In his widely read annual letter to investors, Dimon urged Joe Biden’s administration to take a stronger stance against the “grave new geopolitical realities” emerging after Russia’s invasion of Ukraine, saying it was up to democratic nations to take a stand “against all forms of evil”.

Dimon, who is one of the most high-profile bosses to comment on the conflict so far, also detailed the bank’s potential $1bn losses because of its direct exposure to Russia. JP Morgan announced it was winding down its Russia operations – which employ about 160 staff – last month.

“As I write this letter, the war in Ukraine has been raging for well over a month and is creating a significant refugee crisis. We do not know what its outcome ultimately will be, but the hostilities in Ukraine and the sanctions on Russia are already having a substantial economic impact. They have kinged global oil, commodity and agricultural markets,” he said.

However, Dimon said the war’s wider impact, including the “potential restructuring of the global order – is far more important”.

Noting that the war could impact geopolitics for decades, he added: “We must confront the Russia challenge with bold solutions.”

Dimon urged the US to develop a Marshall plan that would reduce the west’s reliance on Russian fossil fuels – referring to Harry Truman’s 1948 aid program that helped western Europe recover from the second world war. “Our European allies, who are highly dependent on Russian energy, require our help,” he said.

“As we are seeing – and know from past experience – oil and gas supply can be easily disrupted, either physically or by additional sanctions, significantly impacting energy prices. National security demands energy security for ourselves and for our allies overseas,” he said.

Tensions are already escalating over the demand by the Russian president, Vladimir Putin, that, from 1 April, all gas bought by foreign countries must be paid for in rubles. G7 countries have so far rejected Moscow’s request.

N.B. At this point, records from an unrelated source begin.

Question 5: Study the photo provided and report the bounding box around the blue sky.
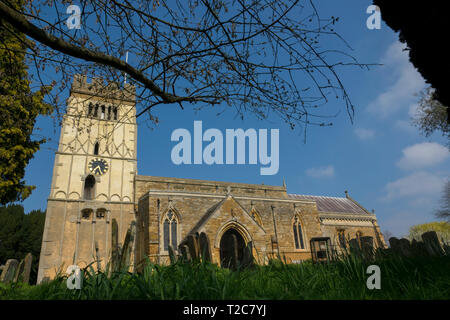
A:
[18,0,450,236]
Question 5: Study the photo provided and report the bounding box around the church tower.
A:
[38,75,137,283]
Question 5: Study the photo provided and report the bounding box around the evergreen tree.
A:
[0,0,52,204]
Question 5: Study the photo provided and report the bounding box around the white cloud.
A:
[382,171,446,201]
[355,128,375,140]
[367,41,425,118]
[306,165,334,178]
[397,142,450,169]
[395,120,419,134]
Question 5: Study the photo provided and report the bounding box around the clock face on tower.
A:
[89,158,108,175]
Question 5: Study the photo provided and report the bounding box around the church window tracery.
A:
[292,216,305,249]
[84,174,95,200]
[163,210,178,251]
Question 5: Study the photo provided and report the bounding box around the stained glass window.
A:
[293,217,305,249]
[163,211,178,251]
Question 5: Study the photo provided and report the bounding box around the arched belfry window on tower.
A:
[293,216,305,249]
[84,174,95,200]
[94,141,100,155]
[113,107,117,120]
[94,103,98,118]
[100,105,106,119]
[88,102,94,116]
[163,210,178,251]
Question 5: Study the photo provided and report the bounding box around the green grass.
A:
[0,255,450,300]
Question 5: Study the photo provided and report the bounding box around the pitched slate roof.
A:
[288,194,367,214]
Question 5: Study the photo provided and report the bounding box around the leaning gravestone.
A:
[389,237,402,254]
[361,236,374,259]
[0,259,19,283]
[422,231,444,256]
[411,239,428,257]
[398,238,411,257]
[187,234,199,260]
[14,253,33,283]
[348,238,361,254]
[198,232,211,261]
[242,241,254,268]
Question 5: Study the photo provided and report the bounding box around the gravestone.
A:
[411,239,428,257]
[242,241,254,268]
[389,237,402,254]
[187,234,199,260]
[398,238,411,257]
[198,232,211,261]
[442,243,450,256]
[422,231,444,256]
[178,244,190,261]
[348,238,361,254]
[0,259,19,283]
[14,253,33,283]
[360,236,374,259]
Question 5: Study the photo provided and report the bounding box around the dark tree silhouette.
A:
[373,0,450,122]
[0,0,368,131]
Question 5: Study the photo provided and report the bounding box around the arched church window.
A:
[356,231,362,247]
[94,141,100,155]
[84,174,95,200]
[113,107,117,120]
[94,103,98,118]
[81,209,92,220]
[250,209,262,227]
[97,208,106,219]
[100,105,106,119]
[293,216,305,249]
[337,230,347,248]
[163,210,178,251]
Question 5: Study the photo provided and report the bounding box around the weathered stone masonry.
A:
[38,76,385,282]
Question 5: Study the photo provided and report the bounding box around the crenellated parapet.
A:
[71,74,136,103]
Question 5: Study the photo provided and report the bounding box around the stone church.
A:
[38,75,385,282]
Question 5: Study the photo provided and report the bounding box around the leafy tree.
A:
[413,87,450,142]
[0,1,52,204]
[436,180,450,222]
[408,221,450,242]
[0,205,45,283]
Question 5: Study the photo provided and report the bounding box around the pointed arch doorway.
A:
[220,228,245,269]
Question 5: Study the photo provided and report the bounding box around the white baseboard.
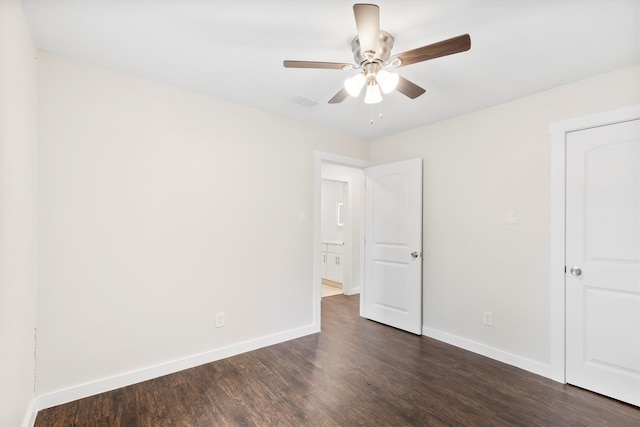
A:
[22,398,38,427]
[31,325,320,412]
[422,325,553,379]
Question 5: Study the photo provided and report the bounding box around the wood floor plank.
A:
[35,295,640,427]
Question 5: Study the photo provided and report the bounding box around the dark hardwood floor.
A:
[35,295,640,427]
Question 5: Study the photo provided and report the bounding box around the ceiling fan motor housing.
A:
[351,30,394,67]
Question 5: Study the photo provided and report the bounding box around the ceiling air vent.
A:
[289,96,318,108]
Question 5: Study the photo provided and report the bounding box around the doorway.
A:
[550,106,640,405]
[312,152,371,331]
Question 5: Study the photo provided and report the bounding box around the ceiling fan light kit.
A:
[283,3,471,110]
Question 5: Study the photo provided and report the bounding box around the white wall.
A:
[37,52,369,400]
[320,179,348,242]
[0,0,37,427]
[371,67,640,373]
[322,163,364,295]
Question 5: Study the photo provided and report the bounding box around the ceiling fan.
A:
[283,3,471,104]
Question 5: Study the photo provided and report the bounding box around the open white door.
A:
[363,159,422,334]
[566,120,640,406]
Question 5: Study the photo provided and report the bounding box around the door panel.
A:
[364,159,422,334]
[566,120,640,406]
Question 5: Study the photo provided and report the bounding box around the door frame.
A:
[549,104,640,384]
[311,151,372,332]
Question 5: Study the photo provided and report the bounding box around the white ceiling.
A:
[22,0,640,139]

The banking chief added that the US response should also involve a larger US military budget and deploying more troops to Nato’s borders “as appropriate”, adding that the US government should pledge billions of dollars to rebuild Ukraine and support migrants in Europe.

“America must be ready for the possibility of an extended war in Ukraine with unpredictable outcomes. We should prepare for the worst and hope for the best. We must look at this as a wake-up call,” the letter urged.

“We need to make this a permanent, long-lasting stand for democratic ideals and against all forms of evil.”

Dimon also urged Biden’s administration to “turn up sanctions”, but acknowledged the move would have economic repercussions beyond Russia’s borders. “Along with the unpredictability of war itself and the uncertainty surrounding global commodity supply chains, this makes for a potentially explosive situation,” Dimon added.

JP Morgan’s analysts already predict that the euro area’s GDP will grow by roughly 2% in 2022, instead of the 4.5% expected before the invasion of Ukraine. Meanwhile, the US is only expected to experience GDP growth of 2.5% compared with previous estimates of 3% for 2022.

He added that the US should restructure its supply chains and make sure it no longer relied on countries with “different strategic interests” to provide materials deemed crucial for national security, like rare earths or semiconductors. Instead, the US should only rely on domestic firms or “completely friendly allies” for key goods and services.

“We cannot and should not ever be relying on processes that can and will be used against us, especially when we are most vulnerable,” Dimon said.